Um curso. Um concurso? Não, era um curso. Espantei-me tanto que sentei pra ler o tal anúncio. Era verdade: não era um trainee ou um concurso. Era um curso no qual eu poderia escrever. E visitar uns amigos em Sampa, pensei.

Mandei o texto no último dia (segundo dizia a revista) e durante meu horário de almoço. Precisava escrever rápido e com ninguém por perto. Felizmente minha sala na época era o camarim do estúdio, e ficava nos fundos da agência. Em paz, mandei o texto para desencargo da minha consciência.

Um tempão depois, um amigo me dá um toque pelo g-talk: eu estava selecionada pra segunda fase. Eu lembro que fiquei muito empolgada, mas a verdade é que eu estava numa quinzena que era pura empolgação. Estava no meio dum Festival e teria que estar no Rio, em poucos dias, pra um Encontrão. Era uma quinzena abundante de cinema, e acabaria de maneira esplêndida. Li uma SUPER, terminei de ler duas PIAUÍ, e pedi abrigo em regiões vizinhas à Sampa, just in case. A questão era a semana seguinte.
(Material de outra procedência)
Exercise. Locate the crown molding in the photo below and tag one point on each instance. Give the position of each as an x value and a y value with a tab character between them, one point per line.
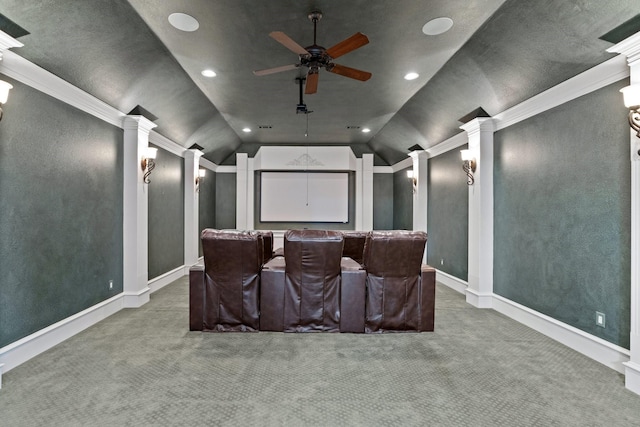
24	71
591	80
Publicidade de novo, um monte de coisa atrasada, uma pilha de palavras que eu relutava em escrever. Reuniões que eu mal sabia como começar, projetos que eu não fazia idéia de como terminar. Correr atrás de notas ou correr com os braços cruzados nas costas? Banco, mala, roupa, banco, sapato, Taquaruçu. Eu não sabia se casava ou comprava uma bicicleta, e eu ainda estava de Chico. Vá...

Quando eu recebo uma ligação. Entrevista? Claro, vamos nessa. BRAVO? Hahah. É difícil até comentar por aqui ou PIAUÍ. O chefe já me dizia: isso não é semana de criar, é de procriar. Eu devia ter imaginado: também não era uma semana pra improvisar. Ai que vida.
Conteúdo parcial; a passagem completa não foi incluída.